GMX is a decentralized exchange (DEX) that specializes in both spot and perpetual futures trading. It aims to solve common issues in decentralized trading, such as high fees and significant price slippage, by utilizing unique multi-asset pools and advanced pricing mechanisms.
The platform supports a wide range of trading pairs and allows users to trade with up to 100x leverage on certain assets. GMX also offers opportunities for liquidity providers to earn rewards through various mechanisms, including market making, swap fees, and leverage trading fees.
How does GMX work?
GMX operates through a handful of key components:
- Multi-Asset Pools — These pools contain a variety of assets, allowing for efficient trading and liquidity provision.
- Dynamic Pricing — GMX uses Chainlink Oracles and aggregates prices from leading exchanges to ensure accurate and manipulation-resistant pricing.
- Leveraged Trading — Users can open long or short positions with up to 100x leverage on supported assets.
- Liquidity Provision — Users can provide liquidity to earn fees and rewards, with options for both traditional liquidity pools and the new GMX Liquidity Vaults (GLV).
- Tokenomics — The ecosystem includes the GMX governance token, the GLP liquidity provider token, and the new GM tokens associated with GLV.
Why GMX?
GMX offers several advantages over centralized derivatives platforms.
Firstly, GMX operates without intermediaries, giving users full control over their funds. All transactions and pool states are visible on the blockchain, and as a DeFi protocol, GMX can readily integrate with other decentralized applications.

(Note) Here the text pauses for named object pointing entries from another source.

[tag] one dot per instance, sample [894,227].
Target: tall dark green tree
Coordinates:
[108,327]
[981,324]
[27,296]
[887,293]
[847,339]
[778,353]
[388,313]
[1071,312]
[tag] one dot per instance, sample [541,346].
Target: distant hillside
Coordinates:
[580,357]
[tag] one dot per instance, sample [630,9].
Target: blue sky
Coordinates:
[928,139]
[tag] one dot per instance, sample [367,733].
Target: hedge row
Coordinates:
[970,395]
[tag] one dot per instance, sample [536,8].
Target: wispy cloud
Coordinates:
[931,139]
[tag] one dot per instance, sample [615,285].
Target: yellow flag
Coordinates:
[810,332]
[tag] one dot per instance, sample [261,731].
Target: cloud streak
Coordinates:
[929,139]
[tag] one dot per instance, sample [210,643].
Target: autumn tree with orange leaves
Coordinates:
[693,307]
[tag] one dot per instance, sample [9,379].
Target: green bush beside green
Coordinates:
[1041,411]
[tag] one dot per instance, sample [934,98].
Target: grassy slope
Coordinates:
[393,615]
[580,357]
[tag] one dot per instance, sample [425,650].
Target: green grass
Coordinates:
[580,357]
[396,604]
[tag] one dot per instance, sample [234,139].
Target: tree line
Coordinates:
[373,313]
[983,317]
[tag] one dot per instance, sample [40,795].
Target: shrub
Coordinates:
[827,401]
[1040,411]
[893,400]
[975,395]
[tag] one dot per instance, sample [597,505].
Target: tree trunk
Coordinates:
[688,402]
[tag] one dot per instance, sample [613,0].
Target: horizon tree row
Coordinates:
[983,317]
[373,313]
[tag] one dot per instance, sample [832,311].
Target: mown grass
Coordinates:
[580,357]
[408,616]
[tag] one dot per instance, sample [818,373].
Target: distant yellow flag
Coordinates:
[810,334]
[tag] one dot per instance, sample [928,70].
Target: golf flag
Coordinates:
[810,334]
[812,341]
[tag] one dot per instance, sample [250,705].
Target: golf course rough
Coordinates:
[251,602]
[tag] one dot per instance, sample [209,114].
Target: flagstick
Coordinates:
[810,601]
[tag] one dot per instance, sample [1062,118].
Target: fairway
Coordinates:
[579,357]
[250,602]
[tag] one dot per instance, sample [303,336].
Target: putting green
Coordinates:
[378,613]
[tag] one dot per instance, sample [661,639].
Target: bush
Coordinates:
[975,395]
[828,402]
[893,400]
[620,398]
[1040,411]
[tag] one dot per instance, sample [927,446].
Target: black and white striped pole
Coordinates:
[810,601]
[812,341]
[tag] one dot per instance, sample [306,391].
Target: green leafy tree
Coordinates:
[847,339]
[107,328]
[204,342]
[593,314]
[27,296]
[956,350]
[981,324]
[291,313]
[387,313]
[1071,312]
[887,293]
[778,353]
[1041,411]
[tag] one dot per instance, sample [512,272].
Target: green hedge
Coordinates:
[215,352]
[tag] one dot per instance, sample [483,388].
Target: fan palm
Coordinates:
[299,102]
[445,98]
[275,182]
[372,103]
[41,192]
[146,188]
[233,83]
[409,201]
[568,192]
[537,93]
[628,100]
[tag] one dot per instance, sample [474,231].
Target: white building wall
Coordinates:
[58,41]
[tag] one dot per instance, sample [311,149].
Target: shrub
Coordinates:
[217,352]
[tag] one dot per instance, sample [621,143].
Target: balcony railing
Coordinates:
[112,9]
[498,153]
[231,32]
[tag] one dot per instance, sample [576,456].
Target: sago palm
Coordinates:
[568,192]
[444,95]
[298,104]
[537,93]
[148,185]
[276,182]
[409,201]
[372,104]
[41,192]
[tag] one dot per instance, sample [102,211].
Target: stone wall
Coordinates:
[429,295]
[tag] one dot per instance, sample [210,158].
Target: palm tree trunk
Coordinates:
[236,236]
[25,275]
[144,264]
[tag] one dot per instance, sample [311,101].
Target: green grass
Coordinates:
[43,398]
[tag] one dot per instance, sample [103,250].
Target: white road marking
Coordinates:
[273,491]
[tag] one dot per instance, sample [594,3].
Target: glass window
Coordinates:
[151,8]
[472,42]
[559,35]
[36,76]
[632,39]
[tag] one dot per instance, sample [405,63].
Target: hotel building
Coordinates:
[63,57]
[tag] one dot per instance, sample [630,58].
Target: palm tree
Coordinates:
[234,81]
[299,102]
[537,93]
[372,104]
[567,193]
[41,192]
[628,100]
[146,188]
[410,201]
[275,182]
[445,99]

Additionally, the introduction of GLV and multi-asset pools provides unique opportunities for traders and liquidity providers, allowing for more efficient use of capital compared to traditional liquidity pools and opening the way to competitive trading fees.
How to invest in GMX?
The primary way to get involved is by acquiring the GMX token, which serves as both a utility and governance token for the platform. As of September 2024, GMX is trading around $26 per token, with a market capitalization of nearly $250 million.
You can purchase GMX on various decentralized exchanges where it is listed, or you may earn it through rewards while actively using the GMX platform.
Once you have acquired GMX, you can stake it to earn more rewards. Staking allows you to receive ETH rewards generated from platform fees—70% of these fees are distributed to GMX stakers. In addition to ETH rewards, stakers earn escrowed GMX (esGMX), which vests linearly over a 365-day period. This means that as you hold esGMX, it gradually converts back into GMX over time.
Moreover, staking GMX or esGMX also earns you Multiplier Points, which enhance your esGMX rewards. These points can be burned to receive GMX tokens immediately, providing an additional layer of flexibility in how you manage your investment. However, it’s important to note that staked GMX and esGMX come with a 15-day cooldown period for unstaking, and there is a 0.1% redemption fee when converting esGMX back into GMX.